The Total chief warned that unless that happened, the European effort could harm its industry's competitiveness in the longer term.

The UN's Kyoto protocol set targets for industrialised countries to trim outputs of carbon dioxide (CO2) and other gases that trap solar heat, unbalancing the planet's delicate climate system, by 2012.

However, the United States and Australia have stayed out of the binding agreement, while efforts to draw up a post-2012 deal drawing in developing countries are mired in problems.

earlier related report
Climate toolbox: The options for tackling global warming
Paris (AFP) April 28 - Here are the main options for reducing emissions of greenhouse gases, as sketched in a draft report by the UN's Intergovernmental Panel on Climate Change (IPCC).

The IPCC's "summary for policymakers" on how to mitigate climate change is to be issued in Bangkok next Friday after a five-day meeting.

The draft says an overarching goal is to establish a "price for carbon," a reference to carbon dioxide (CO2) and other greenhouse-gases emitted by burning fossil fuels and by farming.

If carbon pollution carries a significant price, producers and consumers are encouraged to switch to low-carbon products, technologies and processes -- and the higher the price, the faster the change and the deeper the cut in emissions.

To achieve a reasonable price, a basket of policies and technologies is needed and the mix can include regulatory, fiscal and voluntary measures, says the report.
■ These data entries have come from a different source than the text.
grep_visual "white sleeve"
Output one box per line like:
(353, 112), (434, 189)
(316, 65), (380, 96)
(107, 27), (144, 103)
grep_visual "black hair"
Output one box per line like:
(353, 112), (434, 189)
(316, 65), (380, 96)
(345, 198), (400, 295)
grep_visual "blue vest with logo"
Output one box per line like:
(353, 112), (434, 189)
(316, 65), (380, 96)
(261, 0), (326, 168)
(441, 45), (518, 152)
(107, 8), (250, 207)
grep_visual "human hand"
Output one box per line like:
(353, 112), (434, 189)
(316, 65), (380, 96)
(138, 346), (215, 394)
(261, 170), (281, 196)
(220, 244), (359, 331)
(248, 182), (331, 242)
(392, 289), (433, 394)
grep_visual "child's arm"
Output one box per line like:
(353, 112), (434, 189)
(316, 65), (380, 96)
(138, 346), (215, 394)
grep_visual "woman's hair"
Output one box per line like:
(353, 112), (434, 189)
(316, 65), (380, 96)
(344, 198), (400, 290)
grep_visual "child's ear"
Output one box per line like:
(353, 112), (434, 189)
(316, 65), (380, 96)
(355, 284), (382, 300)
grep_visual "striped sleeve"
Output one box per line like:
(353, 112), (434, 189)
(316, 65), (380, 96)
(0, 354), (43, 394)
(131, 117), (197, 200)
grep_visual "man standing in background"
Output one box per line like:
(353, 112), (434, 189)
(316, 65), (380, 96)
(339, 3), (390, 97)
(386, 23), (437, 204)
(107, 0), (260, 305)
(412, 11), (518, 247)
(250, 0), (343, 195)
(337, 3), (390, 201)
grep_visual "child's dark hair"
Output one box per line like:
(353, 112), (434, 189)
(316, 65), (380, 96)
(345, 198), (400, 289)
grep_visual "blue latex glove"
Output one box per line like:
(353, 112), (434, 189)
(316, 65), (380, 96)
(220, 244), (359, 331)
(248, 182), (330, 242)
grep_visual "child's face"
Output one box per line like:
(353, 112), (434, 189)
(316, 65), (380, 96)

The document does not make any recommendations, but highlights the following options as being proven as "environmentally effective":

TARGET FOSSIL FUELS
Reduce subsidies for fossil fuels and impose a carbon tax. Resistance by the fossil-fuel industry and by the public may make these measures politically hard to implement. Carbon storage (capturing CO2 from burning fossil fuels at power plants and other big sites and then storing the gas in chambers underground) has "significant mitigation potential" over the next two decades.

ENCOURAGE RENEWABLE ENERGIES
Help wind, solar, geothermal and other "clean" energies with subsidies, require the purchase of a given amount of the electricity they produce, or set tariffs that make them competitive against fossil-fuel rivals. A price of 20-100 dollars per tonne of CO2 would give renewables 30-35 percent of the total electricity market by 2030.

REDUCE ROAD POLLUTION
Fuel-economy and CO2 standards for cars, trucks and buses can be toughened. Countries can also invest in public transport and non-motorised forms of transport to wean people off the road. Higher taxes on car purchase, fuel and parking likewise discourage vehicle ownership, but become less effective with people on higher incomes. If CO2 is priced at 25 dollars per tonne, biofuels would get a tenth of the market for petrol and diesel.

MAKE BUILDINGS ENERGY EFFICIENT
Homes and offices are indirectly one of the biggest sources of carbon dioxide (CO2) as they are heated, cooled and lit chiefly by fossil fuels. Countries can reduce the emissions by regularly updating building codes and energy-efficiency standards for lighting, boilers, air-conditioning and other appliances. Thirty percent of projected emissions from buildings could be avoided by 2020 at "negative cost," meaning there would be a net gain because of lower energy bills. Solar panels, smart metering and "intelligent controls" over building conditions also have big emissions-cutting potential.

CUT CO2 FROM INDUSTRY
Options include subsidies and tax credits, as well as tradable permits, such as the so-called "carbon market" already underway in Europe under the UN's Kyoto Protocol. Voluntary agreements between industry and government are "politically attractive" and raise awareness about carbon pollution but most of these deals have not achieved significant reductions.

AGRICULTURE, FORESTRY AND WASTE
Provide financial incentives to improve land management to avoid CO2 and methane being released from soil and to maintain and manage forests. Trees capture CO2 when they grow, although the carbon is released back into the atmosphere when they die and decay. Landfills offer big potential in recovering methane from rotting rubbish, but they may need financial incentives and regulatory support to get the technology established.